Other filtration test methods have also been studied. A comparison between the photometric method and another polydisperse NaCl aerosol penetration method using an ultrafine condensation particle counter (UCPC) to measure the filtration performance of N95 respirators was presented by Rengasamy et al. (2011). The authors showed that aerosol penetrations measured by the UCPC were 2 times to 6 times greater than the levels measured by the photometric method, suggesting the need for the development of a more challenging aerosol testing method for N95 respirator certification. In addition to the NaCl aerosol test, N95 respirators must meet other specifications according to 42 CFR Part 84 (1995) and NIOSH standards, such as inhalation and exhalation resistance to airflow (≤ 343 Pa and ≤ 245 Pa, respectively) for both N95 types, synthetic blood penetration (ASTM F1862/F1862M-17 2017) and biological filtration efficiency for the surgical N95 type, and exhalation valve leakage (leak rate 30 mL/min) and force applied (-245 Pa) for the standard N95 type. Other tests can also be performed, such as surface wetting resistance, microorganism index (bioburden) (Davison 2012), CO2 clearance, and total inward leakage (TIL), which quantifies the respirator’s ability to fit individual facial dimensions to ensure that the respirator fits properly (not a requirement for respirator approval testing) (He et al. 2013, 2014; Ramirez 2015).
Medical Face Masks
Medical face masks, also known as surgical masks or procedure masks, are usually composed of three layers of a spunbonded-meltblown-spunbonded (SMS) nonwoven fabric, where the meltblown middle layer provides higher filtration performance compared to the spunbonded layers (Ghosh 2014; Mukhopadhyay 2014). The outer spunbonded layer is typically blue and hydrophobic to prevent liquid droplets containing viral or other hazardous agents from reaching the wearer (Shimasaki et al. 2020), acting as a prefilter layer for the meltblown middle layer that provides the final filtration (Mukhopadhyay 2014). The inner spunbonded layer is soft, for the wearer’s comfort, and absorbent, to absorb the fluids generated by breathing, coughing, and sneezing, and it usually has no filtration function. The spunbonded layers are generally made of polypropylene, polyester (polyethylene terephthalate, PET), or other thermoplastic fibers (Henneberry 2020). Cellulose fibers such as cotton or rayon fibers, which are made from regenerated cellulose from wood or agricultural residues, and mixes of cellulose/polyester and cellulose/ polyolefin fibers can also be used in the outer and inner layers (Davison 2012; Ciuffreda et al. 2020; Medline 2020). Spunbonding is a well-known continuous nonwoven process in the field of textiles. It is fast and inexpensive and combines spinning, sheet formation, and bonding: Fibers are spun, dispersed by deflectors or air streams to form a web, and finally bonded by hydroentangling, needle punching, or thermal or chemical methods (Lim 2010).

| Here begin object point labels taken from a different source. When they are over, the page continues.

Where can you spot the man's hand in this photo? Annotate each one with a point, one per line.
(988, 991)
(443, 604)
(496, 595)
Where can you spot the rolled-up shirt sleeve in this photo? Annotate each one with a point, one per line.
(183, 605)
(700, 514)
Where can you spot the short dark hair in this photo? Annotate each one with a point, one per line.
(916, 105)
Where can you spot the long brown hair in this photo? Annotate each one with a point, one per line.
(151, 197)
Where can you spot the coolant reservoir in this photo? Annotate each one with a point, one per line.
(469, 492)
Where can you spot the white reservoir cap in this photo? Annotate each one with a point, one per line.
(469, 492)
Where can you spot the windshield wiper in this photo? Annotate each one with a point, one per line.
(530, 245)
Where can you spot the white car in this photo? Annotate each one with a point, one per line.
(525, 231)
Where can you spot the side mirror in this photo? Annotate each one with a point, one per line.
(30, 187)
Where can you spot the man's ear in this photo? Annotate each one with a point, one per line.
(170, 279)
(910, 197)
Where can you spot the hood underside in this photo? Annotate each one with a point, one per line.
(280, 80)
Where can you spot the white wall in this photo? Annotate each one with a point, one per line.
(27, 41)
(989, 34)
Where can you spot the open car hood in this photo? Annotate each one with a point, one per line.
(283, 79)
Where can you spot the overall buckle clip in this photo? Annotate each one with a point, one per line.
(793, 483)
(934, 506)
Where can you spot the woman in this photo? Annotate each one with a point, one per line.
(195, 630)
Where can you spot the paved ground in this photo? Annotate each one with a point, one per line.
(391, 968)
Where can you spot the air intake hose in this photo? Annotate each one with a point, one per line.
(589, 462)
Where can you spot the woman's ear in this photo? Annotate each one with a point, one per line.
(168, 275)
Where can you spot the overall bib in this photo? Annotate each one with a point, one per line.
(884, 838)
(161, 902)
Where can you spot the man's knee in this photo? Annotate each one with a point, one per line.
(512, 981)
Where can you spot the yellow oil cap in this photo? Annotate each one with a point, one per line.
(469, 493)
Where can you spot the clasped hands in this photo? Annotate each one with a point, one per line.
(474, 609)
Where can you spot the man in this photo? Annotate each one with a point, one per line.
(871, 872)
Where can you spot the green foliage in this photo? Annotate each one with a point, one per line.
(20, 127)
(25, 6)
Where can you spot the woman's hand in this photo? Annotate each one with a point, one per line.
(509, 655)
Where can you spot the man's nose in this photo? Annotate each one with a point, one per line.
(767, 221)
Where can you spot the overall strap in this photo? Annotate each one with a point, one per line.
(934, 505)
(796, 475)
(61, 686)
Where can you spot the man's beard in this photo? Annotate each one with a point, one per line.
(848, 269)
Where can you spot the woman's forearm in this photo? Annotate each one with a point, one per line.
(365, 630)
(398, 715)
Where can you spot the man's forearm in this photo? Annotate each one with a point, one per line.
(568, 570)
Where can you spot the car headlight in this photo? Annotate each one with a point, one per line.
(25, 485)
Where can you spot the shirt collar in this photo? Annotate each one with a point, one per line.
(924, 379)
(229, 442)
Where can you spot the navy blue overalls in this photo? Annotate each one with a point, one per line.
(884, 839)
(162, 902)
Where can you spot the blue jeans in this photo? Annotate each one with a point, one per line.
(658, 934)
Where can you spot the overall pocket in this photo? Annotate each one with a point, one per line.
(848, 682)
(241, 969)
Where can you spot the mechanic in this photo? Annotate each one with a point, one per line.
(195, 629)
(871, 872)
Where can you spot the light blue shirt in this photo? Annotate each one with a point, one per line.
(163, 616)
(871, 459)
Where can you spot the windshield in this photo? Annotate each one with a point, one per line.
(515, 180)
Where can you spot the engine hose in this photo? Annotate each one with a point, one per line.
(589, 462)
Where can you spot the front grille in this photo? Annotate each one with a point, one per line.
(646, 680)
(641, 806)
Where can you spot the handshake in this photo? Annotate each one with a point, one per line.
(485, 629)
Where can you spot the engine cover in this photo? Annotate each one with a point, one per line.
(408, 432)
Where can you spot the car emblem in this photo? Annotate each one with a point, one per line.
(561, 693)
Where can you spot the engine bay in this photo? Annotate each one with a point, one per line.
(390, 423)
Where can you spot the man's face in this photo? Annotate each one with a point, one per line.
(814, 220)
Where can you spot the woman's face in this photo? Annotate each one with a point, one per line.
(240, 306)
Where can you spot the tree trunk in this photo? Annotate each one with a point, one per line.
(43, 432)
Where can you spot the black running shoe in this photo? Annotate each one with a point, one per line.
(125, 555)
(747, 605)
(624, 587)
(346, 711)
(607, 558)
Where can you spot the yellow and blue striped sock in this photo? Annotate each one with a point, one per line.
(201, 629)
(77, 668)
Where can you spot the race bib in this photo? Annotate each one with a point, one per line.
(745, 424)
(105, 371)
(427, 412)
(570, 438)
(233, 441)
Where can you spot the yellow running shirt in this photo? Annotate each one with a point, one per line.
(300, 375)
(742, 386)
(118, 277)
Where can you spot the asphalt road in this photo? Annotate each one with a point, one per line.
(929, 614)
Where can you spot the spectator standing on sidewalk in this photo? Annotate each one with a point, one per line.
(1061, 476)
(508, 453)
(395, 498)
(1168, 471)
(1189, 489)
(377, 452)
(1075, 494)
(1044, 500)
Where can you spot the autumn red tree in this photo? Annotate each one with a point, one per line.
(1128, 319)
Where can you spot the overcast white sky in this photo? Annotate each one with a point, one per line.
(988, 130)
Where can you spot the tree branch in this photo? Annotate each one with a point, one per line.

The meltblown filter of the middle layer is composed typically of polypropylene; however, other synthetic fibers can be used, such as poly(butylene terephthalate), a type of polyester, and poly(tetrafluoroethylene) (PTFE), a thermoplastic polymer with inherently hydrophobic properties used to form a porous membrane structure (Solvay 2020). The pore diameter in PTFE stretched films ranges from 0.1 µm to 10 µm, providing high filtration efficiency, lightness, high air permeability (breathability), and long service life; however, they are expensive and cannot completely replace traditional masks (Hendrikx 2019). The melt blowing process is a conventional method for producing micro- and nanofibers from thermoplastic polymers. In the process, a polymer melt is extruded through small nozzles surrounded by high-velocity hot air to produce fibers that are randomly deposited to form a nonwoven web (Hiremath and Bhat 2015). A combination of SMS technologies, known as a multi-denier process, is also employed to form a composite structure and reach the requirements of protective textiles (Lim 2010). Spunbonded fibers are coarser, have higher tensile strength, and have a smaller pressure drop than meltblown fibers (Mao 2016). The polypropylene microfibers of the meltblown layers have diameters of approximately 1 μm to 10 μm and a fabric thickness of 100 μm to 1000 µm, which provides high porosity and a limited capacity to filter fine particles (Zhao et al. 2020). For this reason, other filtration technologies are employed to improve filter performance. Unlike N95 respirators, which are electret-treated to improve filtration efficiency against small aerosols, the meltblown layer of medical face masks has no electret properties. The filtration of particles is only mechanical and therefore less efficient than in N95 respirators. Medical face masks are hence designed mainly to prevent the projection of droplets expelled by the wearer into the environment, e.g., to prevent surgical infections and to protect others from droplets originating from sick people. Consequently, they offer low protection for the wearer against the inhalation of fine airborne particles.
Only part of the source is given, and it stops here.